Revolusi Konstitusional dan Rekonsiliasi Nasional

Rabu, 19 Juli 2017 - 08:03 WIB
Revolusi Konstitusional...
Revolusi Konstitusional dan Rekonsiliasi Nasional
A A A
Prof Dr Sudjito, SH, MSi
Guru Besar Ilmu Hukum dan Kepala Pusat Studi Pancasila UGM 2013 -2015

KATA “Revolusi Konstitusional” muncul pada 27 Juni 2017, saat pertemuan Presidium Alumni 212, di Yogyakarta. Revolusi Konstitusional melalui jalur Komnas HAM dan DPR RI sebagai bagian dari “Resolusi Yogya” dipandang menjadi opsi paling tepat untuk menyelamatkan Indonesia dari kehancuran, perpecahan, dan konflik horizontal, bila rekonsiliasi atau dialog nasional gagal diselenggarakan karena persyaratan-persyaratan yang diajukan oleh Presidium Alumni 212 ditolak pemerintah.

Saya, sejujurnya, gagap terhadap ide, bentuk, operasional, dan seluk-beluk revolusi konstitusional yang dimaksud. Sebatas pengetahuan tekstual, revolusi secara harfiah berarti “perubahan ketatanegaraan (pemerintahan atau keadaan sosial) yang dilakukan dengan kekerasan (seperti dengan perlawanan bersenjata)”. Dulu, di negeri ini, kata “revolusi”, sering digunakan oleh Bung Karno dalam kerangka pergerakan nasional.

Bung Karno merumuskan arti dan hakikat revolusi sebagai “perombakan, penjebolan, penghancuran, pembinasaan dari semua yang tidak kita sukai, dan membangun apa yang kita sukai. Revolusi adalah perang melawan keadaan yang tua untuk melahirkan keadaan yang baru”. Dikatakan pula, “Kaum sosialis adalah revolusioner, bukan karena bertingkah laku keras, tapi karena anggapan mereka tentang tumbuhnya cara produksi, yakni: di dalam pertumbuhan itu harus ditimbulkan pengertian-pengertian dan bentuk baru tentang milik dan produksi.”

Dalam analisa saya, revolusi konstitusional memiliki kesamaan dengan revolusi ala Bung Karno, cuma berbeda penekanan pada pelakunya, yakni Komnas HAM dan DPR RI, bukan rakyat secara keseluruhan. Bila peran Komnas HAM dan DPR RI ternyata gagal, barulah ditempuh opsi lain, yakni people power, sebagai solusi terakhir. Alternatif mana pun pilihannya, dipastikan dikawal secara damai, aman, dan konstitusional.
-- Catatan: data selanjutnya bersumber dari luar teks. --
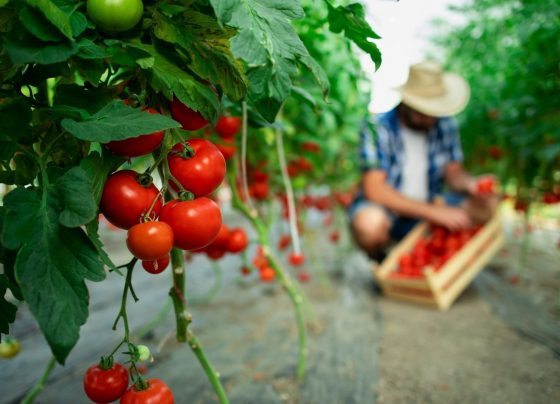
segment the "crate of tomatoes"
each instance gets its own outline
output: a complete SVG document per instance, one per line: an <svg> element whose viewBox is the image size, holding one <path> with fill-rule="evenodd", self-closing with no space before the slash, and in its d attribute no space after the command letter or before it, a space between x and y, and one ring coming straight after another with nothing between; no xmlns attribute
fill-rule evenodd
<svg viewBox="0 0 560 404"><path fill-rule="evenodd" d="M497 214L461 232L421 222L373 273L386 296L447 310L503 244Z"/></svg>

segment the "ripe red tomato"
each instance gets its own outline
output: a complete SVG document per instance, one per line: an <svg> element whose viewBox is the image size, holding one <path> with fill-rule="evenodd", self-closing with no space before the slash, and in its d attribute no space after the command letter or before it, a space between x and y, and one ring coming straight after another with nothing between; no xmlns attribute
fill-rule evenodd
<svg viewBox="0 0 560 404"><path fill-rule="evenodd" d="M183 125L184 130L199 130L208 125L208 121L200 113L193 111L175 97L171 101L171 116Z"/></svg>
<svg viewBox="0 0 560 404"><path fill-rule="evenodd" d="M257 255L255 258L253 258L252 263L259 270L262 270L263 268L268 266L268 260L262 255Z"/></svg>
<svg viewBox="0 0 560 404"><path fill-rule="evenodd" d="M306 151L306 152L310 152L310 153L318 153L321 151L321 147L319 146L319 144L315 143L315 142L303 142L301 144L301 148Z"/></svg>
<svg viewBox="0 0 560 404"><path fill-rule="evenodd" d="M226 250L230 253L238 253L249 245L249 237L247 233L240 227L232 229L226 244Z"/></svg>
<svg viewBox="0 0 560 404"><path fill-rule="evenodd" d="M128 31L144 11L142 0L88 0L87 12L95 25L107 33Z"/></svg>
<svg viewBox="0 0 560 404"><path fill-rule="evenodd" d="M261 278L261 281L263 282L272 282L274 280L274 278L276 278L276 273L274 272L274 269L270 268L270 267L263 267L259 270L259 275Z"/></svg>
<svg viewBox="0 0 560 404"><path fill-rule="evenodd" d="M216 143L216 147L224 156L226 161L230 160L237 153L237 146L233 142Z"/></svg>
<svg viewBox="0 0 560 404"><path fill-rule="evenodd" d="M206 252L206 255L208 256L208 258L210 258L211 260L214 260L214 261L219 260L224 255L226 255L226 250L223 250L219 247L209 246L209 247L206 247L206 249L204 251Z"/></svg>
<svg viewBox="0 0 560 404"><path fill-rule="evenodd" d="M130 386L121 397L120 404L174 404L171 389L160 379L148 379L146 390L136 390Z"/></svg>
<svg viewBox="0 0 560 404"><path fill-rule="evenodd" d="M278 249L280 251L285 250L286 248L288 248L291 241L292 241L292 238L290 237L289 234L282 234L280 236L280 240L278 240Z"/></svg>
<svg viewBox="0 0 560 404"><path fill-rule="evenodd" d="M262 170L259 170L258 168L252 169L251 172L249 173L249 176L255 182L266 182L266 181L268 181L268 178L270 177L268 175L268 173L266 173Z"/></svg>
<svg viewBox="0 0 560 404"><path fill-rule="evenodd" d="M128 371L120 363L111 369L90 366L84 374L84 391L91 401L111 403L118 400L128 387Z"/></svg>
<svg viewBox="0 0 560 404"><path fill-rule="evenodd" d="M173 200L163 206L159 220L173 229L175 247L196 250L214 241L222 227L222 212L208 198Z"/></svg>
<svg viewBox="0 0 560 404"><path fill-rule="evenodd" d="M255 182L249 186L249 194L257 199L264 200L268 197L268 182Z"/></svg>
<svg viewBox="0 0 560 404"><path fill-rule="evenodd" d="M492 177L483 177L476 183L476 192L479 194L493 194L496 192L496 181Z"/></svg>
<svg viewBox="0 0 560 404"><path fill-rule="evenodd" d="M311 279L311 275L309 275L309 272L301 271L298 274L298 279L302 283L309 282L309 280Z"/></svg>
<svg viewBox="0 0 560 404"><path fill-rule="evenodd" d="M169 265L170 257L169 255L159 258L155 261L142 261L142 267L151 274L157 275L165 271L165 268Z"/></svg>
<svg viewBox="0 0 560 404"><path fill-rule="evenodd" d="M241 130L241 118L222 116L216 123L216 133L223 139L231 139Z"/></svg>
<svg viewBox="0 0 560 404"><path fill-rule="evenodd" d="M298 267L302 265L304 261L305 261L305 256L303 254L291 253L288 256L288 262L290 263L290 265L294 267Z"/></svg>
<svg viewBox="0 0 560 404"><path fill-rule="evenodd" d="M142 185L148 182L149 185ZM114 226L129 229L140 223L152 202L158 197L159 190L151 179L140 176L132 170L117 171L109 176L99 204L101 213ZM162 206L161 196L152 209L151 218L158 216Z"/></svg>
<svg viewBox="0 0 560 404"><path fill-rule="evenodd" d="M216 236L214 241L212 241L212 243L208 245L207 248L219 248L225 251L229 237L230 237L230 230L225 223L222 223L222 227L220 227L220 231L218 232L218 235Z"/></svg>
<svg viewBox="0 0 560 404"><path fill-rule="evenodd" d="M167 157L169 170L186 190L196 197L206 196L224 180L226 161L218 148L206 139L190 139L186 144L194 154L183 157L182 153L190 155L190 152L183 143L176 144ZM173 181L170 185L177 190Z"/></svg>
<svg viewBox="0 0 560 404"><path fill-rule="evenodd" d="M153 261L169 255L173 248L173 230L165 222L146 222L132 226L126 246L136 258Z"/></svg>
<svg viewBox="0 0 560 404"><path fill-rule="evenodd" d="M150 114L159 114L159 112L153 108L145 108L144 111ZM162 141L163 132L159 131L124 140L115 140L107 143L105 146L119 156L136 157L153 152L159 147Z"/></svg>

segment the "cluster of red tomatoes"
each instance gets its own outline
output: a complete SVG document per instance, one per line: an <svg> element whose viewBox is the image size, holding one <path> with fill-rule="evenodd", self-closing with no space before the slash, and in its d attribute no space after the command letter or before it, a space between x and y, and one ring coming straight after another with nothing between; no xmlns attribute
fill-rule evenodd
<svg viewBox="0 0 560 404"><path fill-rule="evenodd" d="M118 399L121 404L174 403L171 389L160 379L144 381L142 389L134 384L129 387L128 382L128 370L120 363L107 369L97 364L84 375L84 391L96 403L112 403Z"/></svg>
<svg viewBox="0 0 560 404"><path fill-rule="evenodd" d="M245 229L234 227L230 229L222 223L218 236L206 247L194 250L194 253L205 253L211 260L219 260L226 253L239 254L249 245L249 237Z"/></svg>
<svg viewBox="0 0 560 404"><path fill-rule="evenodd" d="M480 226L463 231L448 231L434 226L431 233L419 239L412 251L399 258L392 276L422 277L426 267L439 271L478 231Z"/></svg>
<svg viewBox="0 0 560 404"><path fill-rule="evenodd" d="M171 114L185 130L202 129L208 123L177 99L171 103ZM151 153L162 140L163 133L156 132L106 146L113 153L135 157ZM167 267L172 247L199 250L212 243L222 227L220 208L207 197L226 174L220 150L206 139L189 139L171 149L167 165L170 177L164 186L175 191L175 199L164 204L148 174L121 170L107 179L100 203L111 224L128 230L128 249L151 273Z"/></svg>

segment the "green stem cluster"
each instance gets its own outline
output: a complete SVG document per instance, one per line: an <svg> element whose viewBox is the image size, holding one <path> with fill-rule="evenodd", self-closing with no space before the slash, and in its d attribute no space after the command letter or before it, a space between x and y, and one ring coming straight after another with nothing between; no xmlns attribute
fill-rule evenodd
<svg viewBox="0 0 560 404"><path fill-rule="evenodd" d="M237 176L237 164L234 162L232 167L228 167L228 183L232 190L232 204L233 207L238 209L253 225L257 231L257 236L259 243L263 246L264 254L274 270L276 277L280 281L280 284L286 292L288 297L294 306L296 323L299 335L299 355L298 355L298 366L297 366L297 377L299 380L303 380L305 376L305 367L307 363L308 348L307 348L307 330L305 327L305 317L303 314L303 302L304 299L300 294L298 288L295 286L292 278L282 269L278 259L272 253L270 248L270 241L268 238L268 229L265 226L263 220L255 213L255 211L249 210L247 205L243 203L241 197L239 196L239 191L236 187L236 176Z"/></svg>

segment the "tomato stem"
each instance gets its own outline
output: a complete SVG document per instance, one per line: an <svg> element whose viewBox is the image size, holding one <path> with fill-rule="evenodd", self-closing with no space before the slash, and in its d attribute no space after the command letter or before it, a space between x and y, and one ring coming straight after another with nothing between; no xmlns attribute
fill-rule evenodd
<svg viewBox="0 0 560 404"><path fill-rule="evenodd" d="M278 259L272 253L272 249L270 248L270 240L268 238L268 230L264 222L260 217L252 215L249 208L241 200L239 191L235 186L235 178L237 176L236 168L237 165L233 164L233 169L228 170L228 183L232 192L232 205L234 208L243 213L245 217L247 217L247 219L249 219L249 221L257 231L259 243L264 247L264 254L271 264L271 267L274 270L276 277L279 279L280 284L284 287L284 289L286 289L288 297L290 298L290 301L292 302L292 305L294 307L299 335L299 355L296 374L298 379L301 381L305 376L305 367L308 356L307 330L305 328L305 316L302 308L302 303L306 301L306 299L304 299L303 292L301 292L299 288L297 288L290 275L282 269L282 267L278 263Z"/></svg>
<svg viewBox="0 0 560 404"><path fill-rule="evenodd" d="M41 391L43 391L43 389L45 388L45 384L47 383L47 380L51 375L55 366L56 366L56 358L52 356L49 362L47 363L47 367L45 368L41 378L37 380L37 383L35 383L33 388L29 390L29 392L25 395L25 397L21 401L22 404L31 404L33 401L35 401L37 396L41 394Z"/></svg>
Saya ragu, apakah bangsa Indonesia saat ini dapat dikategorikan sebagai masyarakat revolusioner, dan dapat digerakkan secara revolutif untuk mencapai perubahan kehidupan yang lebih baik? Tokoh aliran studi hukum kritis dari Amerika, Roberto M Unger, dalam bukunya Law and Modern Society: Toward a Criticism of Social Theory (1976), memberikan penjelasan menarik perihal masyarakat revolusioner di era modern.

Sifat paling mencolok masyarakat revolusioner adalah upayanya untuk mempertemukan industrial, birokrasi, dan kekuatan nasional dengan mencapai ideal komunitas persaudaraan atau egaliter. Pengambilalihan “sarana produksi”, hanyalah satu dari sekian banyak tanda dan alat program komunitarian, walaupun mungkin yang paling mendasar.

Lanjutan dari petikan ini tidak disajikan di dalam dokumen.